Earlier put into bat, West Indies were in early trouble at 87 for five before Lendl Simmons (102) and Darren Sammy (89) rescued the Caribbean side to a decent-looking score of 304 for seven.
Young left-arm spinner George Dockrell made an impact with three wickets to rattle the West Indies top-order only to be stabilised by the 154-run sixth wicket stand between Simmons and Sammy.
Ireland, who shot to prominence by defeating Pakistan in the league stage of the 2007 World Cup to make it to the knockouts in West Indies, are once again being seen as a dangerous outfit in Pool B comprising India, Pakistan, South Africa, West Indies and Zimbabwe.
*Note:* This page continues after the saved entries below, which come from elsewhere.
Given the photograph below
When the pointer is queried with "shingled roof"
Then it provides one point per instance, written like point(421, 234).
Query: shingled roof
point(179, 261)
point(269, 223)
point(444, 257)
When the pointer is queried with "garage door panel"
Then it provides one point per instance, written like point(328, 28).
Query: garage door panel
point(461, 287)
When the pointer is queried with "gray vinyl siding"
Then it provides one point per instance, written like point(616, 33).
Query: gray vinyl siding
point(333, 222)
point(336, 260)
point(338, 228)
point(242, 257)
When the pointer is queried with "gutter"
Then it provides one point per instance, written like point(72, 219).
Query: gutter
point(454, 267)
Four teams from each pool will make it to the quarter-final stage and Ireland have already beaten a potential final-eight prospect in the first game itself.
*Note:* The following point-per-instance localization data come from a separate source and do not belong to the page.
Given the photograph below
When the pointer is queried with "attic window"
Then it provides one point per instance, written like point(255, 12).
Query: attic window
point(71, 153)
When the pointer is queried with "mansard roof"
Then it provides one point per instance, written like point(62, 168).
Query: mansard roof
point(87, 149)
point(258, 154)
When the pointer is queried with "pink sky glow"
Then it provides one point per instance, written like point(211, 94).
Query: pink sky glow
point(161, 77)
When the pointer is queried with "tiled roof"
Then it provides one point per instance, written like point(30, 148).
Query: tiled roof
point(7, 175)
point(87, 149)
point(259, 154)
In the West Indies' innings, Ireland medium-pacer Kevin O'Brien (1-71) drew first blood after sending back after sending back opener Dwayne Smith (18) in the eight over.
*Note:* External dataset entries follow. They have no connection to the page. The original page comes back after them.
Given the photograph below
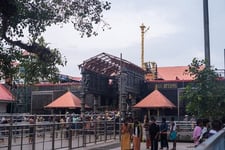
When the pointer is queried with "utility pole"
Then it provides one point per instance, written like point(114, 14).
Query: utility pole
point(206, 32)
point(143, 31)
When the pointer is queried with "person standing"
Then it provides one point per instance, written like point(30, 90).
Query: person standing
point(125, 136)
point(163, 134)
point(205, 130)
point(154, 134)
point(137, 135)
point(146, 127)
point(197, 132)
point(216, 127)
point(173, 133)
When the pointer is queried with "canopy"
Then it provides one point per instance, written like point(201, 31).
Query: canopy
point(5, 94)
point(68, 100)
point(155, 100)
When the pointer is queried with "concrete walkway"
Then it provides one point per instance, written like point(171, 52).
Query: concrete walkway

Darren Bravo was soon run out for a duck as Gayle (36) tried to pull things together in his 65-ball stay, laced with 3 fours and a six.
But left-arm spinner Dockrell soon swung into action to pick the all-important wicket of Gayle and trapped Marlon Samuels (21) lbw in the space of three deliveries.
Dockrell kept up the pressure after sending back wicketkeeper-batsman Denesh Ramdin (1) in his very next over to rattle the West Indies.
But then came the moment of resurrection for as Simmons and Sammy combined the right dose of caution and aggression to slowly and steadily help the team spring back.
Once the duo brought some sanity to the innings, it took the attack to the opposition and literally toyed with the inexperienced Irish attack.
Hitting his ninth ODI half-century, Sammy's 67-ball stay was laced with 9 fours and 4 sixes while Simmons, registering his 2nd ODI hundred, hit 9 fours and 5 sixes in his 84-ball knock.
Sammy was finally picked up by Ireland pace spearhead John Mooney (1-59) in the 45th over but the former West Indies captain had already done the damage by then.
Simmons carried on in the same vein as Andre Russell (27 not out) joined him for some lusty hitting in the final five overs of the innings.
The duo managed a 61-run seventh wicket stand, as Russell hit 3 fours and a six in his 13-ball cameo. West Indies, who had started off poorly, finished on a high with 61 runs from the last 30 deliveries.
But little did West Indies know that the giant-looking score will do little to unnerve the strong Irish resolve.